Giving the limited edition treatment that it deserves, Second Sight Films’s Blu-ray release of “Revenge” is a mouthwatering narcotic of raging cathexis and while the Blu-ray BD-R can’t be technically critiqued, the LE release offers HD 1080p transfer of the original, 2.39:1 aspect ratio and sports an English language DTS-HD Master Audio 5.1 mix. While Fargeat might be inspired by Lynchian themes, the cinematography work by Robrecht Heyvaert also resembles “Pitch Black” director David Twohy’s films with making something small larger than life and a particular chase scene involving all four characters at the edge of a canyon stroke a familiar chord with Twohy’s “A Perfect Getaway.” There were Second Sight Films’ exclusive bonus features included on the disc, featuring new interviews with director Carolie Fargeat and star Matilda Lutz (entitled “Out for Blood”) an interview with Dimitri actor Guillaume Bouchede (entitled “The Coward”), a interview with Robrecht Heyvaert (entitled “Fairy Tale Violence”), a new interview with composer Robin Coudert and the synth sounds of “Revenge,” and a new audio commentary by Kat Ellinger, author and editor of Diabolique.
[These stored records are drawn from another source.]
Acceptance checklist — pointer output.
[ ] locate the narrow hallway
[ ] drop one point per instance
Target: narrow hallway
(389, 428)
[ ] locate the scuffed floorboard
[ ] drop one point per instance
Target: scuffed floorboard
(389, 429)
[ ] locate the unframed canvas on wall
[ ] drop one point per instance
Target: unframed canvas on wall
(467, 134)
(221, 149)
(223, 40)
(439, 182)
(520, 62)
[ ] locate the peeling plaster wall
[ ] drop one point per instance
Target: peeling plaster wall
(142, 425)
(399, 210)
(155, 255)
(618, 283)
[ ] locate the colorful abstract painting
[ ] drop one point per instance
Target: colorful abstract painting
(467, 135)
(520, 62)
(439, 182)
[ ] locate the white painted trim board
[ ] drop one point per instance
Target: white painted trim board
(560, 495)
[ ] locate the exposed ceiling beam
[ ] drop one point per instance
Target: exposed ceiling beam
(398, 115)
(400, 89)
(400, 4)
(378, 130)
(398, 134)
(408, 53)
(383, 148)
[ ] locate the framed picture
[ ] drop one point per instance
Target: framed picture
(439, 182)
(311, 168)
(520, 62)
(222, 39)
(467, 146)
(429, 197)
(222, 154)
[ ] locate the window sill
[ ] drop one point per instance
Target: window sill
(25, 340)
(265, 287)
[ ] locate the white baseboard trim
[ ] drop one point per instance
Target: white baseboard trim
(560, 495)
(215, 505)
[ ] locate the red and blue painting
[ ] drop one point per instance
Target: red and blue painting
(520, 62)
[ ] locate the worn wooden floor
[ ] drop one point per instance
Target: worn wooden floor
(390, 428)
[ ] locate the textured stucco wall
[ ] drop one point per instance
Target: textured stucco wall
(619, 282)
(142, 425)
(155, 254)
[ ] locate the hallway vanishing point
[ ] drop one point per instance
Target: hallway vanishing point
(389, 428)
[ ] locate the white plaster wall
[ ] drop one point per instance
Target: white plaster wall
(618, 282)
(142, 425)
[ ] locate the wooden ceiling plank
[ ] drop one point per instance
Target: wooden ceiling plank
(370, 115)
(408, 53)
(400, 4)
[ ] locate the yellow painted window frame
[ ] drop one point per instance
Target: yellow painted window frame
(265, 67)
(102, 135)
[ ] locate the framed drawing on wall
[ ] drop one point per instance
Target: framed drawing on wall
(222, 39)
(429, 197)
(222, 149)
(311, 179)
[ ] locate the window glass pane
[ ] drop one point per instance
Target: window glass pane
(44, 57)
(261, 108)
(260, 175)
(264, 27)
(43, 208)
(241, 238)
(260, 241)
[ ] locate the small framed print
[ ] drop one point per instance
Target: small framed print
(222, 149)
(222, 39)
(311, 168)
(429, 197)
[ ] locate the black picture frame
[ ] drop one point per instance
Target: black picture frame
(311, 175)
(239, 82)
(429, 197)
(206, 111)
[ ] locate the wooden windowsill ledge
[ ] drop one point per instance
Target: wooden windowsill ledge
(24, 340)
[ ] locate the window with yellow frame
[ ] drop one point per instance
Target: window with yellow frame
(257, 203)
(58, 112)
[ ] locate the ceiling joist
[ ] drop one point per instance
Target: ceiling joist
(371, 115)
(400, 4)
The release is sheathed inside a rigid slipcase featuring new artwork by Adam Stothard as well as a poster and a new soft cover book with new writings by Mary Beth McAndrews and Elena Lazic Overall, “Revenge” received a monster packaged release ready for the taking on May 11th. “Revenge” destroys toxic masculinity and breathes a vindictive hope from the fiery embers of rebirth and destruction.